Are U.S. Large Caps The Only Hedge Against A Risky World?

 | Dec 16, 2014 05:08AM ET

It should not be too difficult for investors to remember the financial media’s general recommendation for stock exposure in the previous decade. Based primarily on the enormous success of emerging markets and developed foreign markets – talking heads on CNBC regularly talked about total market cap of world equities being a 50% split between the United States and the rest of the world. Gurus surmised that one should place half of one’s stock exposure overseas.
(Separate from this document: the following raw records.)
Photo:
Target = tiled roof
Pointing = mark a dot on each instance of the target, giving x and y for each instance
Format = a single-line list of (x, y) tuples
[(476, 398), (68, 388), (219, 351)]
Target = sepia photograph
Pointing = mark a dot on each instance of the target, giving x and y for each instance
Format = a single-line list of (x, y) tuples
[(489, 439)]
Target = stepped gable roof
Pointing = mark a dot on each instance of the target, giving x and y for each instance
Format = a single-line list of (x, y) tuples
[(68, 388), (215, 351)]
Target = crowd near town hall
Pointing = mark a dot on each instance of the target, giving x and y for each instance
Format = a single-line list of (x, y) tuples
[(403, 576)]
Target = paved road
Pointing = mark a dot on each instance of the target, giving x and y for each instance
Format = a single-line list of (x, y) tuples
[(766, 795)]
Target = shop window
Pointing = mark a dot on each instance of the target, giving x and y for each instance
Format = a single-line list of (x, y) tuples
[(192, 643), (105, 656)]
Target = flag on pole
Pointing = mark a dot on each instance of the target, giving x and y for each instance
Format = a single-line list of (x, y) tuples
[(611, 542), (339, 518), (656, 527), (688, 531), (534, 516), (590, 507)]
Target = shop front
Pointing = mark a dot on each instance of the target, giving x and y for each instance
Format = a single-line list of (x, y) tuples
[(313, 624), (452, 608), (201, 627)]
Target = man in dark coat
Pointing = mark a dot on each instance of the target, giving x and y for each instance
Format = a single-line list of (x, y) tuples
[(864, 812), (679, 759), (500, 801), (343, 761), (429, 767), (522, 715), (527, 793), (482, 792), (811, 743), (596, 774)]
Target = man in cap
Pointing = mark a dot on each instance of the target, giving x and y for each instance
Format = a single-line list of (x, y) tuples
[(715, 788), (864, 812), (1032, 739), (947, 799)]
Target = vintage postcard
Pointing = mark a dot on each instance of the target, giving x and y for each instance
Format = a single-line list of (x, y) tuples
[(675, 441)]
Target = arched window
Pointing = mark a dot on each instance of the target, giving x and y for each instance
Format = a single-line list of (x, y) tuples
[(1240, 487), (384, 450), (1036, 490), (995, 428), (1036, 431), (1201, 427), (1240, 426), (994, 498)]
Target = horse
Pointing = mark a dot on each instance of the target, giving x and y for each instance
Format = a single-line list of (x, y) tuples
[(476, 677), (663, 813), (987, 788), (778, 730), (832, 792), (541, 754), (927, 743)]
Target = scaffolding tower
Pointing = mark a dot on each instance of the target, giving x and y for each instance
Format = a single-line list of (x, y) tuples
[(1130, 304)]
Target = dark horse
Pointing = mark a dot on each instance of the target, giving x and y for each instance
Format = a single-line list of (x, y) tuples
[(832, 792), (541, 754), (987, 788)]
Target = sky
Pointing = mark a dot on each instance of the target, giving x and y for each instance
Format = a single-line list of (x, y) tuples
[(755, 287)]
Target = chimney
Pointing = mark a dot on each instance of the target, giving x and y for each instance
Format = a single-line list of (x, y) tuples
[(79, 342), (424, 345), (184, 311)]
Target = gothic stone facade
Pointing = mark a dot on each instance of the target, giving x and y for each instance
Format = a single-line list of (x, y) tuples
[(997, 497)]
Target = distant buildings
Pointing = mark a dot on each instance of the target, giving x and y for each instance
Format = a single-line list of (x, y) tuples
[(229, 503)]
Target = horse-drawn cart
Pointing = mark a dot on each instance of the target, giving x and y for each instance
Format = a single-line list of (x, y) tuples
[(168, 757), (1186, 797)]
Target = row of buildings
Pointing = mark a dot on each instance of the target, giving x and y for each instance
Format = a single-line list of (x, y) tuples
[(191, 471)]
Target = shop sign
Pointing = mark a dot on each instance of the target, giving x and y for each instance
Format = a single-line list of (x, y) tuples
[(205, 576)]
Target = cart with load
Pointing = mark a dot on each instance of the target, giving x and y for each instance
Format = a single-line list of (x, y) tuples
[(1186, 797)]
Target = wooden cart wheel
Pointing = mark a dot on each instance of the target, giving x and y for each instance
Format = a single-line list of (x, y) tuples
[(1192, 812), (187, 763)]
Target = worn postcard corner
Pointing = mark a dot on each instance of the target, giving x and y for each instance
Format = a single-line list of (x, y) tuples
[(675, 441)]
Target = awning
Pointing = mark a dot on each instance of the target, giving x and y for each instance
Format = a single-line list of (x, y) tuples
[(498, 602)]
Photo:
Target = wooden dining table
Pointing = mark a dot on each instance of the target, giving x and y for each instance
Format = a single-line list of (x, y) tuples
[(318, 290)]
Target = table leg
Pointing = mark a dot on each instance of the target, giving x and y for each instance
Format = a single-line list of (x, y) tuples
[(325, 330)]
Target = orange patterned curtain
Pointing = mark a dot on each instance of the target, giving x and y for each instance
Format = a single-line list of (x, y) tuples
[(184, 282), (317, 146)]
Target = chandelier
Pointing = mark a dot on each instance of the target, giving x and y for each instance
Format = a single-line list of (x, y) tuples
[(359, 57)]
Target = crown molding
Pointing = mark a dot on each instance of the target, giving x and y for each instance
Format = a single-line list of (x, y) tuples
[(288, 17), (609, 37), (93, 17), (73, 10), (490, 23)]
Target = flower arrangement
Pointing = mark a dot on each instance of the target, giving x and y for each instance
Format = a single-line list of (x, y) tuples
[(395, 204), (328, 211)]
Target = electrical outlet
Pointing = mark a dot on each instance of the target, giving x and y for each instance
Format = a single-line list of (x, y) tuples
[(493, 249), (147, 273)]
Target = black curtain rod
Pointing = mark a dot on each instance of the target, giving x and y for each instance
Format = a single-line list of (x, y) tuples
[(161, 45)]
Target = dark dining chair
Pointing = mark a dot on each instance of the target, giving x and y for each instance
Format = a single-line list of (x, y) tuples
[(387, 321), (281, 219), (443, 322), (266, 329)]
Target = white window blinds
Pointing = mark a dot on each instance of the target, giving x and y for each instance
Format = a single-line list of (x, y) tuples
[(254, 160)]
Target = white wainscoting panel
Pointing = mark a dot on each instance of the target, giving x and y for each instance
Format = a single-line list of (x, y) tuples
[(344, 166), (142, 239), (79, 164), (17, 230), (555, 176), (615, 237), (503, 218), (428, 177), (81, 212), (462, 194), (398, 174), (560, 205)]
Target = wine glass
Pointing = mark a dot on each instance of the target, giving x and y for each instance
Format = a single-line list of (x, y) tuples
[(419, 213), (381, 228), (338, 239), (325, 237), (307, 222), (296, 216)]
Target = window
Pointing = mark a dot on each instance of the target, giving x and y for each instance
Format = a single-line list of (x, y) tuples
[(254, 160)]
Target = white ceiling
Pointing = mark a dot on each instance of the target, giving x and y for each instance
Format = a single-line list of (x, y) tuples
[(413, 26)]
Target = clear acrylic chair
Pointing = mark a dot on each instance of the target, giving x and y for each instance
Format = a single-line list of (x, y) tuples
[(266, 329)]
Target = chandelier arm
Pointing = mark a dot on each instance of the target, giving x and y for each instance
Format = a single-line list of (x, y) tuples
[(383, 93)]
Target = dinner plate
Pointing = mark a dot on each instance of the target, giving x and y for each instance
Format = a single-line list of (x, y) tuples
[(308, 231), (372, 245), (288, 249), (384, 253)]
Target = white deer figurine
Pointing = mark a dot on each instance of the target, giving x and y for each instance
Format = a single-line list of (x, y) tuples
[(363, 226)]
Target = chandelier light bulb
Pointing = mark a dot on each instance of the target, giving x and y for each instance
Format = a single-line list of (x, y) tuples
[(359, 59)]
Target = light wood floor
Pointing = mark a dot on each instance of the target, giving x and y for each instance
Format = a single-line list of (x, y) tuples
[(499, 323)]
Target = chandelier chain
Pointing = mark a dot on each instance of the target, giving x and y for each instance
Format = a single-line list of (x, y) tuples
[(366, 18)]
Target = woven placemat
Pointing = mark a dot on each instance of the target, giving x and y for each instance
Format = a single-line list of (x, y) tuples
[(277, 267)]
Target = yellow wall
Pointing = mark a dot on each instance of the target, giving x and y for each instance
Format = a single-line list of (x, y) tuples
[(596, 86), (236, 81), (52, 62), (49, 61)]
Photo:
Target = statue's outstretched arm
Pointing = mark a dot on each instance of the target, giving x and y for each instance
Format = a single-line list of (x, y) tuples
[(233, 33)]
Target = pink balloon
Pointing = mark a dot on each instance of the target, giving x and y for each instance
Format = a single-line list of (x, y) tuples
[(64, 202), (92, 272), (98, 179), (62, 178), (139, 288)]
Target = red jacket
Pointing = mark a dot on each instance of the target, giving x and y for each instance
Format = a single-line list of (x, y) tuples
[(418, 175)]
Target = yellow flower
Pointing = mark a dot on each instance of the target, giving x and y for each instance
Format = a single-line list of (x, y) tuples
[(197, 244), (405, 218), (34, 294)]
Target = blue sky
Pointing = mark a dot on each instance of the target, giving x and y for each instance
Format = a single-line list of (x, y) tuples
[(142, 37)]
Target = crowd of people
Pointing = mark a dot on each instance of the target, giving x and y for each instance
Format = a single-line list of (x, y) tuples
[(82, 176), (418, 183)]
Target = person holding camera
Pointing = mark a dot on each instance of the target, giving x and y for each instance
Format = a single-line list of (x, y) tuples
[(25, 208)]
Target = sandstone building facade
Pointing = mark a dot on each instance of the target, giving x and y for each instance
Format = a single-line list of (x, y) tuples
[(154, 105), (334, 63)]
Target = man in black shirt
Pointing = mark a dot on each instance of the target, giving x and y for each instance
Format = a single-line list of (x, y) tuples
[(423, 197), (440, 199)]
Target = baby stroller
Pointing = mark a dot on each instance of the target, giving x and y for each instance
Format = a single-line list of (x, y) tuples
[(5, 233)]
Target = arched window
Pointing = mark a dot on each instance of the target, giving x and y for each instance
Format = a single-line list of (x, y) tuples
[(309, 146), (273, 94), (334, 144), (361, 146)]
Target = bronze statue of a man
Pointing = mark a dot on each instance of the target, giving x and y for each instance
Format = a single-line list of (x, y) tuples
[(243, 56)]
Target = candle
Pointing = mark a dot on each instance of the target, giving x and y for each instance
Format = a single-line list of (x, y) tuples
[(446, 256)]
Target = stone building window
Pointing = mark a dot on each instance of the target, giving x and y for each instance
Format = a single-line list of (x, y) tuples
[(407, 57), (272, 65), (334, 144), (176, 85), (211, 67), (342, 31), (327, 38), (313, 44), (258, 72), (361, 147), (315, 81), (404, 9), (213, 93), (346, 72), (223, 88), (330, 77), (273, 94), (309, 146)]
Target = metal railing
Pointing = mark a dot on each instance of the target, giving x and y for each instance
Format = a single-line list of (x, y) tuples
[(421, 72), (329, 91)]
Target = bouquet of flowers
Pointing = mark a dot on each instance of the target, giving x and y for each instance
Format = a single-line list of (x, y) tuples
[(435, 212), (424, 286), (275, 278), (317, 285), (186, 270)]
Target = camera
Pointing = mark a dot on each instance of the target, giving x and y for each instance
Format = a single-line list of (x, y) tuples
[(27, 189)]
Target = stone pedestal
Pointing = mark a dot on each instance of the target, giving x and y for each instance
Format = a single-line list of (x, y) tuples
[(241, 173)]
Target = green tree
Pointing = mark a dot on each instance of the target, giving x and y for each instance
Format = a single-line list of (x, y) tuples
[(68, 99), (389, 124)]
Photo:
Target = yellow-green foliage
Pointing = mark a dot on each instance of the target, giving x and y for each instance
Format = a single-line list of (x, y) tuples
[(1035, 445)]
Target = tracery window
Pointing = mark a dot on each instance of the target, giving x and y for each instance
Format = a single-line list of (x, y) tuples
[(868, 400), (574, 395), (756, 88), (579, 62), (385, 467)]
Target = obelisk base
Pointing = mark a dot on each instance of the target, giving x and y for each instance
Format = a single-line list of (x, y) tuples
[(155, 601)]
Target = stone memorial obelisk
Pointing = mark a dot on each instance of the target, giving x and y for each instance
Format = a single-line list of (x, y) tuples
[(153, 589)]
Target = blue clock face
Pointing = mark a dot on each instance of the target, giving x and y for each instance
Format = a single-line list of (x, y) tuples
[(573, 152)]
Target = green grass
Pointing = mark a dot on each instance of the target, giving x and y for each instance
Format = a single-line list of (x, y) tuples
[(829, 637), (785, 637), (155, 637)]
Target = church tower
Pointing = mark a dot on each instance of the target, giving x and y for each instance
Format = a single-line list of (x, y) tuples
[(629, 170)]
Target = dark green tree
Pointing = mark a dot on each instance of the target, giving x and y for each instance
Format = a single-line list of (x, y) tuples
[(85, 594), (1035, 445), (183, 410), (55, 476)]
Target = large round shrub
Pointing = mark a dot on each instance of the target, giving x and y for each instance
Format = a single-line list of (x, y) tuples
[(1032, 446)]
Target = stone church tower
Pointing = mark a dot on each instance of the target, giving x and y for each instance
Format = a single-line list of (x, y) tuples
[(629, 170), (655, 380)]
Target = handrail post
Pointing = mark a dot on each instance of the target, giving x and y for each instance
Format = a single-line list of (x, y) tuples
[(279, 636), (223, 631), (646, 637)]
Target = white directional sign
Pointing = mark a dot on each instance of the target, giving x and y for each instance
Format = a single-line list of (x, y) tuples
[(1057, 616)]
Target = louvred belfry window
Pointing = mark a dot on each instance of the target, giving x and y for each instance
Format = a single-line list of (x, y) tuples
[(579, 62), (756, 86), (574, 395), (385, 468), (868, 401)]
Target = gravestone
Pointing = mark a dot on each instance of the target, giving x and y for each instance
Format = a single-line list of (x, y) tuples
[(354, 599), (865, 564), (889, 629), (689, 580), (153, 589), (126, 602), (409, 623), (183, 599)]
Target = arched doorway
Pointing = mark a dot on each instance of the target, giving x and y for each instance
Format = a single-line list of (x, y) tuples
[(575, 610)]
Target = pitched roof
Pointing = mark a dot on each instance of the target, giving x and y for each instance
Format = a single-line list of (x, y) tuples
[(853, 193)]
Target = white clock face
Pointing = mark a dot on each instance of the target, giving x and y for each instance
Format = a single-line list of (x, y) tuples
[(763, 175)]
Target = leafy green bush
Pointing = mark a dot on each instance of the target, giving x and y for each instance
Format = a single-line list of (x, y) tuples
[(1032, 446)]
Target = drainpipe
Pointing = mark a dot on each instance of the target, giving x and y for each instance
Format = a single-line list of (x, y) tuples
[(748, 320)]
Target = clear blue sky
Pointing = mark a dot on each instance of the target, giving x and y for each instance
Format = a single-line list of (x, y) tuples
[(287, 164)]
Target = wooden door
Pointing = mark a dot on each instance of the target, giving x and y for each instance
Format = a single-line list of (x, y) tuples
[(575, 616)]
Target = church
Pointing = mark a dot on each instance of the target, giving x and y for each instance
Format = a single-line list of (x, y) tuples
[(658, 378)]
Over the last four years, of course, this has been a disastrous decision. The move away from 80% U.S/20% international to a 50/50 allocation has been painful for followers of television programs, even readers of writers and listeners of radio show personalities like myself. In my case, however, there is a simple difference. I sell positions early with the help of stop-limit loss orders when they are not working. I do not return to them until they demonstrate verifiable uptrends. For several years now, my stock breakdown has been closer to 90% U.S/10% abroad…if that!

It is not too difficult to see the reason for the shift when we investigate the major equity asset classes. For instance, four years of losses in Vanguard Emerging Markets (ARCA:VWO) would be challenging for a buy-n-holder to accept. (It is one thing to talk about a twenty-five year commitment; it is quite another to experience disappointment month after month, year after year.)